In [21]:
import json
import pandas as pd
import os
#!pip install openai -U
from openai import OpenAI
from enum import Enum
from typing import List
from pydantic import BaseModel, Field
client = OpenAI(api_key=os.environ.get('OPENAI_API_KEY'))
model = "gpt-4o-2024-08-06"

In [34]:
# Get human emotions    
 
# Define the Pydantic model for the API response
class EmotionsResponse(BaseModel):
    Characteristics: List[str] = Field(None, description="List of non-redundant human emotions.")

def get_emotions(model: str) -> List[str]:
    """Gets a list of 50 non-redundant human emotions using the specified gpt model."""
    
    # Define system and user prompts
    system_prompt = "Find 50 non-redundant and different human emotions. "\
    "For example, from each of these four emotion groups, only select one representative"\
    ": 1: joy, happiness, 2: Shame, Embarrassment, "\
    "3: Envy, Jealousy , 4: Hate, disgust, hatered, Resentment. "\
    "So on and so forth."

    user_prompt = "Select 50 non-redundant and different human emotions."

    try:
        #Call the API to get the completion
        completion = client.beta.chat.completions.parse(
            model= model,
            messages=[
                {"role": "system", "content": "Be a helpful assistant."},
                {"role": "system", "content": system_prompt},
                {"role": "system", "content": "Did you accidentally select more than one emotion from group 1? If so, keep only one and drop the rest."},
                {"role": "system", "content": "Did you accidentally select more than one emotion from group 2? If so, keep only one and drop the rest."},
                {"role": "system", "content": "Did you accidentally select mumore than one emotion from group 3? If so, keep only one and drop the rest."},
                {"role": "system", "content": "Did you accidentally select more than one emotion from group 4? If so, keep only one and drop the rest."},
                {"role": "system", "content": "Check again to remove redundancy.
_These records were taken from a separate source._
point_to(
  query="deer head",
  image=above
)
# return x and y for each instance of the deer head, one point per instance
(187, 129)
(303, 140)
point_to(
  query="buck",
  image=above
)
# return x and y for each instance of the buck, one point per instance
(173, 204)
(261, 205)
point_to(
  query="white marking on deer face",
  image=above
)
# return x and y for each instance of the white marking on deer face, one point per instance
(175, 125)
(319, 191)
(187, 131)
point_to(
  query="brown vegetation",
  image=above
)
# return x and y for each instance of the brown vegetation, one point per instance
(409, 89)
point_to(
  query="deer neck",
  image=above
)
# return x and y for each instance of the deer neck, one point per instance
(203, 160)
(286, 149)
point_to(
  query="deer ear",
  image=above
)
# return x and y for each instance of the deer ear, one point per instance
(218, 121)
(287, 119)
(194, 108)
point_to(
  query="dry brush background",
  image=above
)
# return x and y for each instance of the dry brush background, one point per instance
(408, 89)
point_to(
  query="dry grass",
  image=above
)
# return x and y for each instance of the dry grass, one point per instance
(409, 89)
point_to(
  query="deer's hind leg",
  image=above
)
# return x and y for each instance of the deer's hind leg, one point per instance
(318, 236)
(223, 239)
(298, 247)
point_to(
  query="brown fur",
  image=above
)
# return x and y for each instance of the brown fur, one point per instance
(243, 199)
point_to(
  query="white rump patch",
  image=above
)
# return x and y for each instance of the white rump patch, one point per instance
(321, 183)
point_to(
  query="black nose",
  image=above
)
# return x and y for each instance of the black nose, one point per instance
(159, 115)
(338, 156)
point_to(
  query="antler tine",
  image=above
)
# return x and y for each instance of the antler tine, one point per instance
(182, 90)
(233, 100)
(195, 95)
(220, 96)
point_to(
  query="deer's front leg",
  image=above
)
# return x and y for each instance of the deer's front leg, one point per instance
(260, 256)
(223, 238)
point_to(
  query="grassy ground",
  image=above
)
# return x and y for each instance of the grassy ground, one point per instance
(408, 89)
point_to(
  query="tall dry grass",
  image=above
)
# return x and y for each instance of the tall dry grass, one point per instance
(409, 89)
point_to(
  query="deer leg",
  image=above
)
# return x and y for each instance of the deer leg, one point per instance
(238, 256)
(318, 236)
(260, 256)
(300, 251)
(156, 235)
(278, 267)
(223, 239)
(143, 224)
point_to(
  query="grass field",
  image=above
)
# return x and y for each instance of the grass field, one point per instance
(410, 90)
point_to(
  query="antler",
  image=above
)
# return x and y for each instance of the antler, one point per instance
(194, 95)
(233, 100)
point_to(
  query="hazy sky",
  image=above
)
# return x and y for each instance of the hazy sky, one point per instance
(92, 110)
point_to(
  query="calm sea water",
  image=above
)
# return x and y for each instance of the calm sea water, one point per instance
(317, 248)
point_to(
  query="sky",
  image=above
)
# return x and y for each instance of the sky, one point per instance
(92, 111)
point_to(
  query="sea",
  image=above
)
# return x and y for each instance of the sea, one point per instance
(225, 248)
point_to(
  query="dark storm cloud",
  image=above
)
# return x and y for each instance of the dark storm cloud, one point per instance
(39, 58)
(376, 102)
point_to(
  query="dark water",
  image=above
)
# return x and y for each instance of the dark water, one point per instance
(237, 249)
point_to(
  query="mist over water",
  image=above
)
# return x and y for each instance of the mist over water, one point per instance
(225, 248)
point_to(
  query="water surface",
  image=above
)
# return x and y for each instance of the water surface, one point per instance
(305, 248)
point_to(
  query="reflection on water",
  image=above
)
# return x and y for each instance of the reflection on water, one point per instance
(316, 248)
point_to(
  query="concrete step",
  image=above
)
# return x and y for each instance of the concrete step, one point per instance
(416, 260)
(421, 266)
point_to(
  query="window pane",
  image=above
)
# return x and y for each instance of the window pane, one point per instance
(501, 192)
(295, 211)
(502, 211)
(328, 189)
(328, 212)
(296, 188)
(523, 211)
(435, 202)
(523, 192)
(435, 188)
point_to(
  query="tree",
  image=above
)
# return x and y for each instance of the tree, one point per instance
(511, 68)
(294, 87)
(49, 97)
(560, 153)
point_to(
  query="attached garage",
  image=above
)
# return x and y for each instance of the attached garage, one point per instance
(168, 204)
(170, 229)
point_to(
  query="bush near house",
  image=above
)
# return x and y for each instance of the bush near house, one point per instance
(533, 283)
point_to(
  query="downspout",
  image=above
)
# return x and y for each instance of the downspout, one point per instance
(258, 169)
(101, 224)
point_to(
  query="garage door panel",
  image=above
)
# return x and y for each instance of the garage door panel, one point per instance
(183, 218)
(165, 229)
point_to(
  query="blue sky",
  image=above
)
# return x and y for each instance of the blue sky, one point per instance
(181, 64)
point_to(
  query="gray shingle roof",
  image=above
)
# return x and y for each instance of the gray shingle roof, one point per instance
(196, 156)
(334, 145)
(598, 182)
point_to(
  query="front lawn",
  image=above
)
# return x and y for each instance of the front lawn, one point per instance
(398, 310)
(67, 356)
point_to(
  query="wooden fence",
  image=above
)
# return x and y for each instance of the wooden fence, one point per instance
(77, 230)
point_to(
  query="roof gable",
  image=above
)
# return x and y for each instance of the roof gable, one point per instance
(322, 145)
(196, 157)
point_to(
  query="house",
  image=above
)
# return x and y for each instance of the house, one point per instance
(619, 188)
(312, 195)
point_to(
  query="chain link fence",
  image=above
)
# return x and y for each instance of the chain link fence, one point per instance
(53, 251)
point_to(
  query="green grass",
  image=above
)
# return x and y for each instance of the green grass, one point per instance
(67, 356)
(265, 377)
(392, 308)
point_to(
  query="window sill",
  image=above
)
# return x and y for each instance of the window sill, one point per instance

Remember, you must only select emotions describing non-redundant human feelings."},
                {"role": "user", "content": user_prompt}
            ],
            response_format=EmotionsResponse
        )

        #output returns in the defined pydantic style
        output = completion.choices[0].message.parsed
        return output.json()
    
    except Exception as e:
        # Handle exceptions such as API errors, etc
        print(f"An error occurred: {e}")
        return []

# Example usage
emotions = get_emotions(model= model)

In [35]:
# #to check emotion redundancy by looking at example groups 
[i for i in list(json.loads(emotions).values())[0] if i in ['Joy', 'Happiness', 'Shame', 'Embarrassment', 'Envy', 'Jealousy' , 'Hate', 'disgust', 'hatered', 'Resentment']]

['Joy', 'Shame', 'Envy', 'Resentment']

In [36]:
#Get 100 best selling American clothing brands 

# Define the Pydantic model for the API response
class BrandsResponse(BaseModel):
    Brands: List[str] = Field(None, description="Brands as a list of strings.")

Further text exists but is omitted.